Наконец, вот что еще важно. То, как на ребенка влияет опыт родителей, зависит от двух противоположных стремлений. С одной стороны, ребенок стремится быть похожим на родителя, воспроизводить его жизненную модель как самую известную и досконально изученную. С другой – люди в семье сцеплены друг с другом как детальки в паззле – где у одного выемка, там у другого выступ. Ребенок всегда взаимодополнителен к родителям: они беспомощны – он супермен, они авторитарны – он пришиблен, они его боятся – он наглеет, они гиперопекают – он регрессирует. Если детей несколько, все попроще, они могут «распределить обязанности»: один может быть похож на родителя, а другой – дополнителен. Так часто и бывает. А если один? Какие причудливые формы это все приобретет? Плюс включается критичность к родительскому опыту и сознательные усилия «жить иначе». Так что как именно проявится травма в конкретном случае конкретного человека – никто заранее не скажет. Есть лишь сюжетные линии, потоки, в которых каждый барахтается, как может.
Естественно, чем дальше по времени от какой-то генерализованной травмы типа мировой войны, тем больше факторов и сложнее их взаимодействие, в результате получается все более сложная интерференционная картина. И, кстати, в результате мы все сейчас живы и обсуждаем все это, а то бы целые поколения прямо ложились и помирали, травмированные. Но поскольку поток жизни идет, всегда все не так однозначно-обреченно.
Вот это все хотелось уточнить прежде, чем продолжить.
А теперь прозой – 3
17 мая 2010 г.
Итак, третье поколение. Не буду здесь жестко привязываться к годам рождения, потому что кого-то родили в 18, кого-то – в 34, чем дальше, тем больше размываются отчетливые «берега» потока. Здесь важна передача сценария, а возраст может быть от 50 до 30. Короче, внуки военного поколения, дети детей войны.
«С нас причитается» – это, в общем, девиз третьего поколения. Поколения детей, вынужденно ставших родителями собственных родителей. В психологии такое называется «парентификация».

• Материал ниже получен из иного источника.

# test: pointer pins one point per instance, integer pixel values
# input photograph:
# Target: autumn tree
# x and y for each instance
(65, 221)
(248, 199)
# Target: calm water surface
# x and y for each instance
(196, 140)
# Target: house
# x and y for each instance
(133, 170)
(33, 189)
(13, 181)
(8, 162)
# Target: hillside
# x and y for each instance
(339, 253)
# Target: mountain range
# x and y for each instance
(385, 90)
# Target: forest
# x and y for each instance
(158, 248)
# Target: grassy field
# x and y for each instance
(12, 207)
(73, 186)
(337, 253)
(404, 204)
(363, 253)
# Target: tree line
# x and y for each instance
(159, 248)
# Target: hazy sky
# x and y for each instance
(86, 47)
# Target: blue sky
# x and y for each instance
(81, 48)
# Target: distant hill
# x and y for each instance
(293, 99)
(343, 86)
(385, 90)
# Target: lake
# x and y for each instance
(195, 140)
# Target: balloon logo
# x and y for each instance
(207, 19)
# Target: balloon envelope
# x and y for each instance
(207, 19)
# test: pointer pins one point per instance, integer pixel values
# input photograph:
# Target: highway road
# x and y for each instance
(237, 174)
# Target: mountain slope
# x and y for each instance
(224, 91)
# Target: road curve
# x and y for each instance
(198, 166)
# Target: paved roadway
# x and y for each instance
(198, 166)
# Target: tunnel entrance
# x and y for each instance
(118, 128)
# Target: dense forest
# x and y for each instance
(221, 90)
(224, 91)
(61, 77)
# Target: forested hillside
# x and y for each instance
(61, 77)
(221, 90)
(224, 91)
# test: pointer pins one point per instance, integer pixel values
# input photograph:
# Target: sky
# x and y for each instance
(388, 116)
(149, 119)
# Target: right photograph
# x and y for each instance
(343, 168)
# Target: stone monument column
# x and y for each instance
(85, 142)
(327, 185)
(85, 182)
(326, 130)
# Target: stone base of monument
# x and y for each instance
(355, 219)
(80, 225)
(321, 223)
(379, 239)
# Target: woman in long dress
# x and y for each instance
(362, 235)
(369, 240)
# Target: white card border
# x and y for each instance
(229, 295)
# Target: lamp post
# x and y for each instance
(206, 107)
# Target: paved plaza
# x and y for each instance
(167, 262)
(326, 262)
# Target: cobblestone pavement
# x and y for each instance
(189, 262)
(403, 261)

А что было делать? Недолюбленные дети войны распространяли вокруг столь мощные флюиды беспомощности, что не откликнуться было невозможно. Поэтому дети третьего поколения были не по годам самостоятельны и чувствовали постоянную ответственность за родителей. Детство с ключом на шее, с первого класса самостоятельно в школу – в музыкалку – в магазин, если через пустырь или гаражи – тоже ничего. Уроки сами, суп разогреть сами, мы умеем. Главное, чтобы мама не расстраивалась. Очень показательны воспоминания о детстве: «Я ничего у родителей не просила, всегда понимала, что денег мало, старалась как-то зашить, обойтись», «Я один раз очень сильно ударился головой в школе, было плохо, тошнило, но маме не сказал – боялся расстроить. Видимо, было сотрясение, и последствия есть до сих пор», «Ко мне сосед приставал, то лапать пытался, то свое хозяйство показывал. Но я маме не говорила, боялась, что ей плохо с сердцем станет», «Я очень по отцу тосковал, даже плакал потихоньку. Но маме говорил, что мне хорошо и он мне совсем не нужен. Она очень злилась на него после развода». У Дины Рубиной есть такой рассказ пронзительный «Терновник». Классика: разведенная мама, шестилетний сын, самоотверженно изображающий равнодушие к отцу, которого страстно любит. Вдвоем с мамой, свернувшись калачиком, в своей маленькой берлоге против чужого зимнего мира. И это все вполне благополучные семьи, бывало и так, что дети искали пьяных отцов по канавам и на себе тащили домой, а мамочку из петли вытаскивали собственными руками или таблетки от нее прятали. Лет эдак в восемь.
А еще разводы, как мы помним, или жизнь в стиле «кошка с собакой» (ради детей, конечно). И дети-посредники, миротворцы, которые душу готовы продать, чтобы помирить родителей, чтобы склеить снова семейное хрупкое благополучие. Не жаловаться, не обострять, не отсвечивать, а то папа рассердится, мама заплачет и скажет, что «лучше бы ей сдохнуть, чем так жить», а это очень страшно. Научиться предвидеть, сглаживать углы, разряжать обстановку. Быть всегда бдительным, присматривать за семьей. Ибо больше некому.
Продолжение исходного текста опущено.